As to the HRD to full body, the first SAR dog I trained was an Australian Shepherd.

We had the good fortune to visit the "Body Farm" in Knoxville Tenn.

She did a great job on HRD up to and including full skeletons yet she totally freaked out with a full body.

Refused to go near any of them.

I took her out of the yard, played fetch with her, went back in and the same thing happened. 

Consequently I never used he on any "fresh" search. 

The team also trained on many levels of new/aged decay, bones, skin, teeth, burned "material", etc.


----------



## Sarah Platts

Bob Scott said:


> She did a great job on HRD up to and including full skeletons yet she totally freaked out with a full body.
> 
> Refused to go near any of them.


Bob, What I have found is that the dogs are not used to that visual pictures. Just like looking for a live subject who is always sitting but now is standing or always visual but now concealed. It throws them off because they only know it in one context. I had the same issue and solved it by taking a full sized mannequin and laying it out and stuffing the inside with HR. Had the Marine-belly-crawl, tail-tuck shaking to the bone on the first go around but over a few reps they approached like normal.
I do know that if that body had moved on the dog's first approach, I would have found him about two counties over. So folks if you try this DO NOT play stupid reindeer games of making it twitch or moving thinking it would make a cool gag on the dog. You will totally screw up your dog so restrain yourselves as I know how SAR people are.


----------



## Misty Wegner

Lol! Yes, 'funny' human tricks are NOT cool when training your dog, especially when fear or uncertainty are being emitted from your K9 partner... 

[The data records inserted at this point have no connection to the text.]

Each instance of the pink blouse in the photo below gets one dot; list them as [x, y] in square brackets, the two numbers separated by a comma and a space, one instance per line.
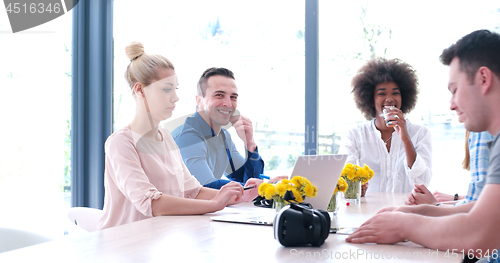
[139, 170]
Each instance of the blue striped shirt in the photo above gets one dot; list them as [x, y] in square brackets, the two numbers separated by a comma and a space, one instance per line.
[479, 161]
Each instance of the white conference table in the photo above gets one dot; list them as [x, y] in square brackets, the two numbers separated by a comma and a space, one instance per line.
[199, 239]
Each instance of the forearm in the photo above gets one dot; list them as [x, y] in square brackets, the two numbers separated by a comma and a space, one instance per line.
[173, 205]
[437, 232]
[437, 211]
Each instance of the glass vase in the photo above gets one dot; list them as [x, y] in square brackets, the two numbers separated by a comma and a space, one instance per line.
[278, 205]
[334, 204]
[353, 192]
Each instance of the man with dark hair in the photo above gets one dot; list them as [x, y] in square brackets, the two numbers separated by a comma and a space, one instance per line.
[474, 82]
[207, 148]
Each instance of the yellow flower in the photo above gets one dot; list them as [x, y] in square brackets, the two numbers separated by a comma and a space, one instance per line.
[361, 173]
[309, 190]
[281, 189]
[356, 173]
[300, 181]
[299, 186]
[298, 196]
[285, 181]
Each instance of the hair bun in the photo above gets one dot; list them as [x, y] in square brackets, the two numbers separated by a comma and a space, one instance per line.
[134, 50]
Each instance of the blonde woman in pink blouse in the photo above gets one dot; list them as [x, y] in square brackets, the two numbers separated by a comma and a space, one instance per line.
[144, 172]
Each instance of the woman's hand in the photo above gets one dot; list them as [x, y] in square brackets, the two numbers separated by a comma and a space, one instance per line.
[395, 116]
[230, 193]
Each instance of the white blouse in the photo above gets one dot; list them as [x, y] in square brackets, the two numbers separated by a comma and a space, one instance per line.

Our team has a foot and leg, so larger then normal source pots, but I remember my first GSD SAR dog, while training, first time on source, I knew she found it by her depressed slinky way she acted.. Very subdued and acted like she was 'sad'... Basically a passive response via body language.. Very interesting that dogs do this for humans, and yet, I've watched dogs pass full cow/horse corpses without much issue.. A little caution and glances but not the reaction I've seen from larger source... Although I've never seen a full body or a dogs reaction to it..


----------



## Sarah Platts

Misty Wegner said:


> but I remember my first GSD SAR dog, while training, first time on source, I knew she found it by her depressed slinky way she acted.. Very subdued and acted like she was 'sad'... Basically a passive response via body language.. Very interesting that dogs do this for humans, and yet, I've watched dogs pass full cow/horse corpses without much issue.. A little caution and glances but not the reaction I've seen from larger source... Although I've never seen a full body or a dogs reaction to it..


Not all dogs act this way. My first dog loved to grab it up and play a nice game of "Keep Away" with it. My private suspicion is that, initially, the dog can't identify the dead type odor and is naturally cautious until it determines if it's a threat to them or not. Others have an aversion to the odor. I know one guy who says his dog's indication was on whether or not the dog was "happy" or not. If the dog was 'unhappy' then he made the call. Good thing he doesn't have my dogs as they all dance and carry on when they find it.


----------



## Misty Wegner

Sarah said ".... Others have an aversion to the odor. I know one guy who says his dog's indication was on whether or not the dog was "happy" or not. If the dog was 'unhappy' then he made the call. Good thing he doesn't have my dogs as they all dance and carry on when they find it."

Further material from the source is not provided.